Er:YAG laser: Comparison of wrinkle reduction results with C02 laser revealed that patients treated with C02 laser had longer lasting facial scabs than Er:YAG laser and lower wrinkle improvement rate than Er:YAG laser, and both had no posterior scarring. For yellows, hyperpigmentation remains the most common side effect.
Fraxel laser: The Fraxel laser works on the skin through an intensive pinhole-like laser beam to remove superficial hyperpigmentation and capillary dilation, and stimulates the proliferation and rearrangement of dermal collagen fibers for the purpose of skin rejuvenation. The procedure causes minimal damage and hardly affects the patient’s daily life.

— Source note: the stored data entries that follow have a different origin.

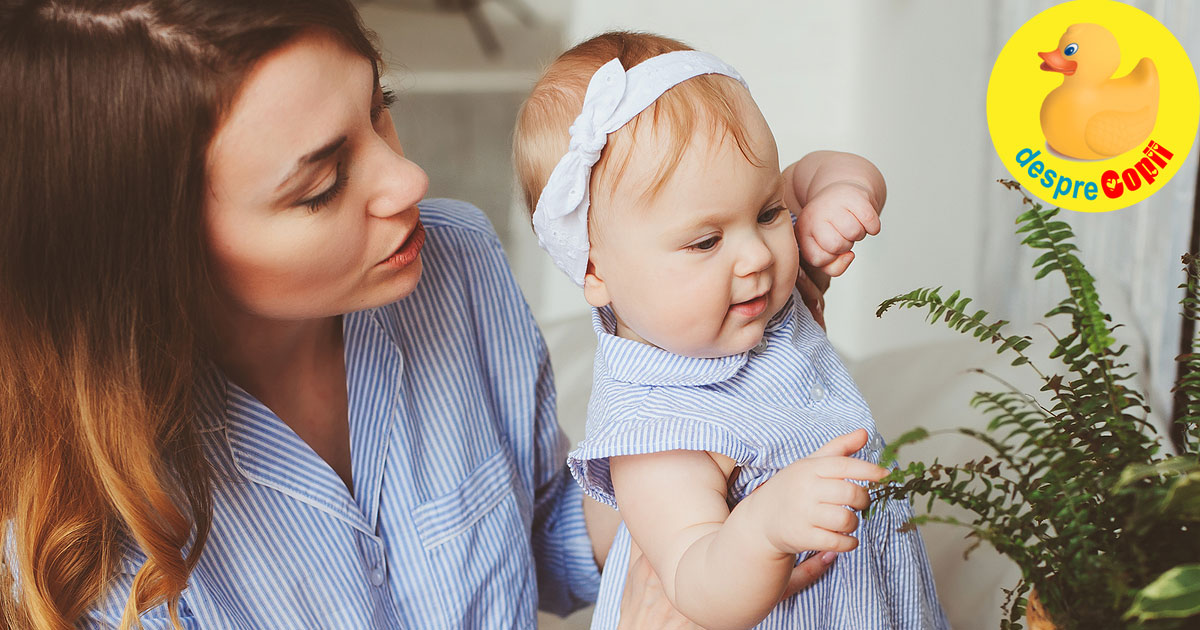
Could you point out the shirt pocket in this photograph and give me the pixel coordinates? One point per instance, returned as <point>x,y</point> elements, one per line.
<point>478,545</point>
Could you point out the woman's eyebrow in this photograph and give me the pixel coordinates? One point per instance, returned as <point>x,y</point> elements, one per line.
<point>312,159</point>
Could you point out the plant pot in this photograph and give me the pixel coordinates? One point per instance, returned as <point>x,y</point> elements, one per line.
<point>1036,613</point>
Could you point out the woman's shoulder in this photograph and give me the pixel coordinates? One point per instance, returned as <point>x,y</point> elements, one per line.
<point>456,215</point>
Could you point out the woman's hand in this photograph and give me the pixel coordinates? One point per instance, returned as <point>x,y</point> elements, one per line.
<point>645,605</point>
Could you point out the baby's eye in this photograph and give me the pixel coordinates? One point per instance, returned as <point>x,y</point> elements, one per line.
<point>768,216</point>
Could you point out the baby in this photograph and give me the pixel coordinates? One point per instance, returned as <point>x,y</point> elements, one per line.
<point>712,377</point>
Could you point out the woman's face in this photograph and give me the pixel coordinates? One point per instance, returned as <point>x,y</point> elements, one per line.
<point>309,190</point>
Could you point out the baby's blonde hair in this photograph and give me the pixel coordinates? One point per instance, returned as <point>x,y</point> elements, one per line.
<point>541,133</point>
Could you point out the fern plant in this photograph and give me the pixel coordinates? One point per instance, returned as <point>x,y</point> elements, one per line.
<point>1077,489</point>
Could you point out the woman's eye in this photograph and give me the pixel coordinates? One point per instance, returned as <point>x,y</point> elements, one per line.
<point>321,201</point>
<point>388,100</point>
<point>769,215</point>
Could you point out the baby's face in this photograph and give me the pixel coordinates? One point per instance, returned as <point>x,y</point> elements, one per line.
<point>700,268</point>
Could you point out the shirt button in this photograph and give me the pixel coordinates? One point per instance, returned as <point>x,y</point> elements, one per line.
<point>377,576</point>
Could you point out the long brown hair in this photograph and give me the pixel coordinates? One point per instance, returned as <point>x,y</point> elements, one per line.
<point>107,112</point>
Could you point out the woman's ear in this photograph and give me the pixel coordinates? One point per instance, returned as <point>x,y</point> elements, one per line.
<point>595,291</point>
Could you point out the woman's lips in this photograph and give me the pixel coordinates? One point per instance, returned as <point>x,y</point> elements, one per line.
<point>750,309</point>
<point>408,250</point>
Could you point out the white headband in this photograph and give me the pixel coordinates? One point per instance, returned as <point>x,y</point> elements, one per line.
<point>613,97</point>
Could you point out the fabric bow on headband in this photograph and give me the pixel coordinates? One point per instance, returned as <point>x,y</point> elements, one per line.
<point>615,96</point>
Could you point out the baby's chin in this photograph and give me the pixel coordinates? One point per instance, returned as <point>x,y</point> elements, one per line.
<point>733,345</point>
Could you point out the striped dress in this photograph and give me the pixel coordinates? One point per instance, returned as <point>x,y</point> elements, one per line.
<point>763,408</point>
<point>463,515</point>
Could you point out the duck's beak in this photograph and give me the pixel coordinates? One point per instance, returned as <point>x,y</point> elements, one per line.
<point>1054,61</point>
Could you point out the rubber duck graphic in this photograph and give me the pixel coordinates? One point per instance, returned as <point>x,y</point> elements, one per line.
<point>1091,115</point>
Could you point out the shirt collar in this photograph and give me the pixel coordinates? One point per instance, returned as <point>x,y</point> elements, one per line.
<point>633,361</point>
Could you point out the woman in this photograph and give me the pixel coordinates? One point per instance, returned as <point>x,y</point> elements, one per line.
<point>245,381</point>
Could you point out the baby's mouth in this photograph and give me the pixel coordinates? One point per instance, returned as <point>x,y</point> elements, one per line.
<point>751,309</point>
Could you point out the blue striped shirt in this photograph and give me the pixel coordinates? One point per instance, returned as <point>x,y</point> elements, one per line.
<point>763,408</point>
<point>463,514</point>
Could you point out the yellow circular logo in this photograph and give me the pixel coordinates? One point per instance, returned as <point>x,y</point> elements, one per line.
<point>1092,106</point>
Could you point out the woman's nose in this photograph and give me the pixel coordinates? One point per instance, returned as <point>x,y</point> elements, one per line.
<point>399,184</point>
<point>754,257</point>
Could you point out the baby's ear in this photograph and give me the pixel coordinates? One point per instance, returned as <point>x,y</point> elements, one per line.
<point>595,291</point>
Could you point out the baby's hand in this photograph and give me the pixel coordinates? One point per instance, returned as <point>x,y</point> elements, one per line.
<point>803,507</point>
<point>828,226</point>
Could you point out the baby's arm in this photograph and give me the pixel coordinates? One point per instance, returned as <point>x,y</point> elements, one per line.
<point>726,569</point>
<point>837,198</point>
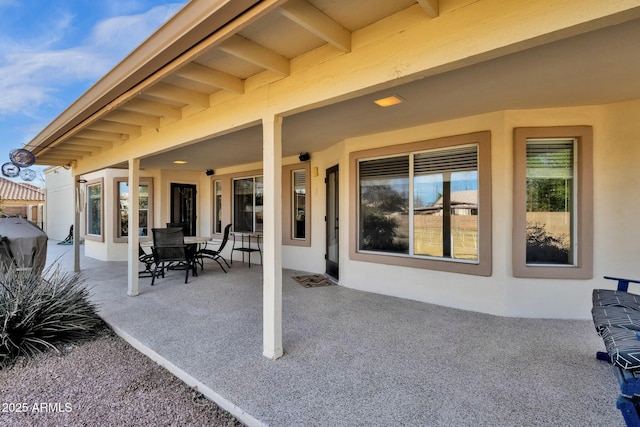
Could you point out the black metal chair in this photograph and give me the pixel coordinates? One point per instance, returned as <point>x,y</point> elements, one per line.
<point>170,251</point>
<point>186,227</point>
<point>215,254</point>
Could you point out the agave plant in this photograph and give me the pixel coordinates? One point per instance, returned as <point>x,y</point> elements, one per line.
<point>43,312</point>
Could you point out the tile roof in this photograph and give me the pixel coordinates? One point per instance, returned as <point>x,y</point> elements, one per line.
<point>11,190</point>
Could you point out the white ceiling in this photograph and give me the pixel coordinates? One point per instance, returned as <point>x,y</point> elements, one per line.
<point>598,67</point>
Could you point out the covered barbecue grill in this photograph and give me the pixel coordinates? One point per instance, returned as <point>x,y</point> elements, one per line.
<point>25,244</point>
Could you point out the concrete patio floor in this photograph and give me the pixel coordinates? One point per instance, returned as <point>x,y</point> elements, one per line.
<point>354,358</point>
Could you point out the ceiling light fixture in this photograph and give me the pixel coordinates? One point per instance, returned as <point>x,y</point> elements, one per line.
<point>389,101</point>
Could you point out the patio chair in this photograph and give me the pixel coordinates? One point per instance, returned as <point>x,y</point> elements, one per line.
<point>147,260</point>
<point>215,254</point>
<point>170,252</point>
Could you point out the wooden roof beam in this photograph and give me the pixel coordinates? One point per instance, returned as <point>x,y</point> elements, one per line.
<point>135,119</point>
<point>179,94</point>
<point>318,23</point>
<point>431,7</point>
<point>100,135</point>
<point>254,53</point>
<point>90,143</point>
<point>125,131</point>
<point>152,108</point>
<point>82,149</point>
<point>209,76</point>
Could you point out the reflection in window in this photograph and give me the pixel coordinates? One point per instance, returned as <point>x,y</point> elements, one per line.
<point>123,209</point>
<point>550,201</point>
<point>299,180</point>
<point>94,209</point>
<point>247,204</point>
<point>384,205</point>
<point>439,220</point>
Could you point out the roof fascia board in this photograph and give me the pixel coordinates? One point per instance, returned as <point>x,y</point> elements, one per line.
<point>161,72</point>
<point>194,22</point>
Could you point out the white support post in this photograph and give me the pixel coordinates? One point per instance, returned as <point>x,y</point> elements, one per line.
<point>79,203</point>
<point>133,238</point>
<point>272,236</point>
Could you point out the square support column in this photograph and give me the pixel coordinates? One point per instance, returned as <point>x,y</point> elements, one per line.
<point>134,216</point>
<point>79,203</point>
<point>272,236</point>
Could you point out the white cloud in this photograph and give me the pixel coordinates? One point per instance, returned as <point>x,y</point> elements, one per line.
<point>32,75</point>
<point>122,34</point>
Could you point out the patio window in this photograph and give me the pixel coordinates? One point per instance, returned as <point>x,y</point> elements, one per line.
<point>426,204</point>
<point>145,191</point>
<point>552,199</point>
<point>247,204</point>
<point>296,204</point>
<point>94,225</point>
<point>299,196</point>
<point>217,206</point>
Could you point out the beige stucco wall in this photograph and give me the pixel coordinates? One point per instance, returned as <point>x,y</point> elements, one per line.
<point>60,203</point>
<point>616,153</point>
<point>615,233</point>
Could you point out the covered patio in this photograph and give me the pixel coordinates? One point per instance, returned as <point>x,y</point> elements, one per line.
<point>355,358</point>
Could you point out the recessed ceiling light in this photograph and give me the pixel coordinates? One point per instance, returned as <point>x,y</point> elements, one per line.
<point>389,101</point>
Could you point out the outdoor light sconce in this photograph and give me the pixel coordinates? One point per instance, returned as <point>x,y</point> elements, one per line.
<point>304,157</point>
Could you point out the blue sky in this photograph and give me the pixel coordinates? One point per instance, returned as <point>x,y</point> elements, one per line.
<point>52,51</point>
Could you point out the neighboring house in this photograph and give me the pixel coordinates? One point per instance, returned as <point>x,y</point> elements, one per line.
<point>533,104</point>
<point>18,199</point>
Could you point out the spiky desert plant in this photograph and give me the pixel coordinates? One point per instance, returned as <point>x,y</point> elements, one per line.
<point>40,312</point>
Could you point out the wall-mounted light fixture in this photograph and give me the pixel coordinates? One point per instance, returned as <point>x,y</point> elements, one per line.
<point>304,157</point>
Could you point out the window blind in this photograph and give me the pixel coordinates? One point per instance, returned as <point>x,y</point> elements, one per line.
<point>550,159</point>
<point>390,167</point>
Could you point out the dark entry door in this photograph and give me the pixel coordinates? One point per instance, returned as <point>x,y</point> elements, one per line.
<point>183,206</point>
<point>332,253</point>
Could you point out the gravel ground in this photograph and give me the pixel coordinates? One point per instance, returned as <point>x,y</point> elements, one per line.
<point>104,382</point>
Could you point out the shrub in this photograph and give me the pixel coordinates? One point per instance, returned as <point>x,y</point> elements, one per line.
<point>43,312</point>
<point>543,248</point>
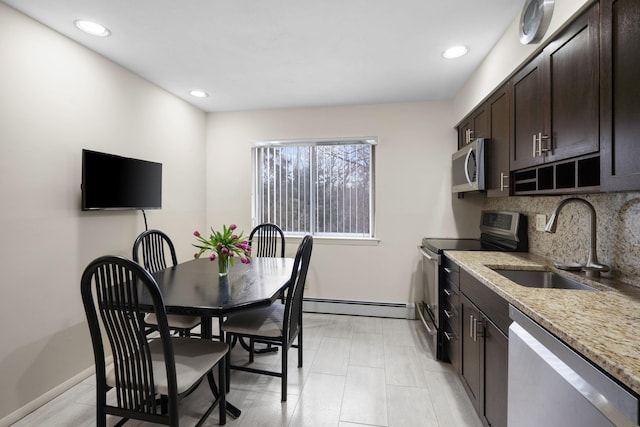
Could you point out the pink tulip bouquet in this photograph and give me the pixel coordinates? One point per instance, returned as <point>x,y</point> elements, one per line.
<point>224,247</point>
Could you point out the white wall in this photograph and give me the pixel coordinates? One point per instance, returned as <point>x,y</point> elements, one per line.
<point>413,197</point>
<point>57,98</point>
<point>506,56</point>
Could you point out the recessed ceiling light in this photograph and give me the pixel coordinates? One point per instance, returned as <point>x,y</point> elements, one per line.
<point>455,52</point>
<point>92,28</point>
<point>198,93</point>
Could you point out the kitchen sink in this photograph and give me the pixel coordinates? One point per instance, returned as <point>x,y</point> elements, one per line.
<point>542,279</point>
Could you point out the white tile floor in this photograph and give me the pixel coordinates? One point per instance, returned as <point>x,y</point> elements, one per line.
<point>358,371</point>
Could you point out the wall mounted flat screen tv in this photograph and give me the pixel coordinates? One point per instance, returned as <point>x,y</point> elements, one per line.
<point>115,182</point>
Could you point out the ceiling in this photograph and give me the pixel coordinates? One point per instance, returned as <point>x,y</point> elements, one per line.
<point>265,54</point>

Intense Pulsed Light (IPL): The so-called photorejuvenation technique uses incoherent intense pulsed light (IPL) technology to perform non-exfoliative skin rejuvenation treatments with low energy density. IPL emits a spectral range of 510-1200nm, and its longer wavelengths can lead to significant improvement in photodamage and aging of the skin, while shorter wavelengths can treat pigmented and vascular lesions of the skin. In addition to its significant wrinkle rejuvenation effect, it can also treat skin damage such as enlarged pores, capillary dilation and a variety of pigment spots, significantly improving the appearance of facial skin. The most significant advantage is that it is non-ablative and painless, and patients can work and socialize as usual after the treatment.
Radiofrequency: Radiofrequency radiation of about 4MH acts on the dermis, producing a thermal effect that causes the dermal collagen fibers to proliferate and rearrange, resulting in skin rejuvenation. The treatment is safe, without side effects such as discoloration, and does not affect the patient’s daily life.